付帯はその夜、一睡もせず1-1と遠征の路を急ぎに急いで、光らせに、翌日の午前、陽は既に高く昇って、鎮守府は活気づきはじめていた。付帯の愛娘も、今日は総出でE-2攻略をしていた。娘たちはよろめいて歩いて来る提督の、疲労困憊の姿を見つけて驚いた。そうしてうるさく司令に質問を浴びせた。

2013-11-12 00:52:48
付帯 @kudan6066

「なんでも無い。」彼は無理に笑おうと努めた。「海域に用事を残して来た。またすぐに出撃せねばならぬ。明日、能代の歓迎をやる。早いほうがよかろう。」皆は目を細めた。「うれしいか。綺麗な娘だぞ。さあ、これからE-2へ行って、深海棲艦たちに知らせて来い。能代は、もらうと。」

2013-11-12 00:55:31
付帯 @kudan6066

メロスは、また、よろよろと歩き出し、鎮守府を後にし、彼女を歓迎する準備を調え、間もなく床に倒れ伏し、長い仕事へと旅立っていった。

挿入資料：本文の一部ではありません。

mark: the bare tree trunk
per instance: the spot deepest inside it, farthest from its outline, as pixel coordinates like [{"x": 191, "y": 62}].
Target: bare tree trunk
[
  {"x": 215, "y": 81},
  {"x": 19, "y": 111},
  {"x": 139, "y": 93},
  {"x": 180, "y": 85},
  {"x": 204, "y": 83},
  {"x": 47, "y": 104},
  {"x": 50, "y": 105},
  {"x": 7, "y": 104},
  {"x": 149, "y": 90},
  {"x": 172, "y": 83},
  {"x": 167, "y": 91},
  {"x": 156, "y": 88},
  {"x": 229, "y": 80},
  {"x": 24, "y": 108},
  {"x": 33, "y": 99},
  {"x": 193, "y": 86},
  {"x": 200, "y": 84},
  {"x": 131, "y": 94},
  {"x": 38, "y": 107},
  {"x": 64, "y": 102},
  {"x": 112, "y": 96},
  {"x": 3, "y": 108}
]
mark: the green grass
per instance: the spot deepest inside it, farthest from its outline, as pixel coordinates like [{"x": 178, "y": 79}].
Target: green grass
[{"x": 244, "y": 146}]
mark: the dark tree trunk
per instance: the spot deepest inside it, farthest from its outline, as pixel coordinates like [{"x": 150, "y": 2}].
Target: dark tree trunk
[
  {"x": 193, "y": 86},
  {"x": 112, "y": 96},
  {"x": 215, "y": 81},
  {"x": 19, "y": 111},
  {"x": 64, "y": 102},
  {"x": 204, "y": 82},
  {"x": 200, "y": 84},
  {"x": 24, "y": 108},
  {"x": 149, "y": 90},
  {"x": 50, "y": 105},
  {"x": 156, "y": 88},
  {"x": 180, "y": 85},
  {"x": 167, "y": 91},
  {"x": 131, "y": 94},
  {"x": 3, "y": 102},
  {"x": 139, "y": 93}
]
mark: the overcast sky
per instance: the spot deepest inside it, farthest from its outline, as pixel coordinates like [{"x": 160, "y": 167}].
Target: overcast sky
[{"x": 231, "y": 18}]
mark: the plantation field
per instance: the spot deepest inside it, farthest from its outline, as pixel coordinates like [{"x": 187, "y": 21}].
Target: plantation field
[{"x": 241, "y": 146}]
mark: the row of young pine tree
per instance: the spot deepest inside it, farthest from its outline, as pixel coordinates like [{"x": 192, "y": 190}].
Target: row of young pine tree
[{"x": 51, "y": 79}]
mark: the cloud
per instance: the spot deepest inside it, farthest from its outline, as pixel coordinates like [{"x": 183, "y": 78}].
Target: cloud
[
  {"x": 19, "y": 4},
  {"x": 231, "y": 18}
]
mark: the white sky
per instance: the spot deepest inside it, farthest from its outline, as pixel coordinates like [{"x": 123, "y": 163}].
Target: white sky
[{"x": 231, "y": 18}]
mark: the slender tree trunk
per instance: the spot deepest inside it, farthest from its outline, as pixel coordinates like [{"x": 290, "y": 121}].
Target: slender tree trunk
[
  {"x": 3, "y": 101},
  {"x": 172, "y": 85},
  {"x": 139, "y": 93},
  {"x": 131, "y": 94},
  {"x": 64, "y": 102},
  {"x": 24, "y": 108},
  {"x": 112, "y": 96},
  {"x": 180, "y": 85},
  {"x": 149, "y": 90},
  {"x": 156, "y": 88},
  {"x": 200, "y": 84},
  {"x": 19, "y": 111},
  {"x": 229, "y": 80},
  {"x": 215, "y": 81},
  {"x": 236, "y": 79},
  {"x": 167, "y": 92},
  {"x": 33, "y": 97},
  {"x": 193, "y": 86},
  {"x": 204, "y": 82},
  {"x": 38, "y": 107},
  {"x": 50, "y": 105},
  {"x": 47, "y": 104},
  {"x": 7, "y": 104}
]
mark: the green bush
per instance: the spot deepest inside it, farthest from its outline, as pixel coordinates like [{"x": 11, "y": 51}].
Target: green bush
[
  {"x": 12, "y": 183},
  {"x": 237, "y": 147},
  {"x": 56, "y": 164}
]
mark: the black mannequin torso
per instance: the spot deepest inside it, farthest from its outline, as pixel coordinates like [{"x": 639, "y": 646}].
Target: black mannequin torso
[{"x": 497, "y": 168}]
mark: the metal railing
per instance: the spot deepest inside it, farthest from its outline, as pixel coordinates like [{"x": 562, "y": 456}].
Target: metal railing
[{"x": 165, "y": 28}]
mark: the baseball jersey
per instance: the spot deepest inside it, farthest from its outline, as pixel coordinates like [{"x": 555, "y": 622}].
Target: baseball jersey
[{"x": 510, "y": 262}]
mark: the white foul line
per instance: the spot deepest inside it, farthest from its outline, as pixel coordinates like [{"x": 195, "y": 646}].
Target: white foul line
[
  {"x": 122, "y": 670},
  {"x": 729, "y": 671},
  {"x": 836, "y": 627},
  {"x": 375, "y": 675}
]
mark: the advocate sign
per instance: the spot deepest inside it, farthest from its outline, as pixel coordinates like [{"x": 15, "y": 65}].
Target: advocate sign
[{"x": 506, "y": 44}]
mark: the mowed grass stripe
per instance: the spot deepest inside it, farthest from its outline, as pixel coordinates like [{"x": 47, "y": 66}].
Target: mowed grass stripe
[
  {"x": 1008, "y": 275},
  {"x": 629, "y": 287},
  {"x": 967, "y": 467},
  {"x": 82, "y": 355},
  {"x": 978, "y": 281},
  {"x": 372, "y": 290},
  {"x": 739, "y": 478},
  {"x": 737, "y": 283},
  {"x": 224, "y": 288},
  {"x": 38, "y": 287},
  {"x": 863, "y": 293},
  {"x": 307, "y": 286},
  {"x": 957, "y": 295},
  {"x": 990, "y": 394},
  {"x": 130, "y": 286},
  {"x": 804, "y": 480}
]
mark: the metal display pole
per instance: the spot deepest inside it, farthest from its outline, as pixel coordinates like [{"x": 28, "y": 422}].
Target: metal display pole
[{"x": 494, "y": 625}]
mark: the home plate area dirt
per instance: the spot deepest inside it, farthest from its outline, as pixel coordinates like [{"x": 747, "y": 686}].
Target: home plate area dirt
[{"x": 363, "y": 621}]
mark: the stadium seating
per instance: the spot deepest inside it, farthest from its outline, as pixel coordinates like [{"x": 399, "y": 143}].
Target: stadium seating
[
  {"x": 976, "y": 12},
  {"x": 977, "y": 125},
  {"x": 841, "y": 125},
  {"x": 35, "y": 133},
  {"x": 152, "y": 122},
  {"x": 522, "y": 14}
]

次に彼が着任できたのはイベントも終了間近だった。

2013-11-12 00:58:42
付帯 @kudan6066

付帯は着任してすぐ、E-2の姫を訪れた。そうして、何度も何度も能代を迎えるために挑んだ。姫たちは笑い、それはさせない、渡す義理もない、と答えた。付帯は、待つことは出来ぬ男だ、再編成し更に押して挑んだ。彼女も頑固であったが、意地の張り合いでは付帯に勝てなかった。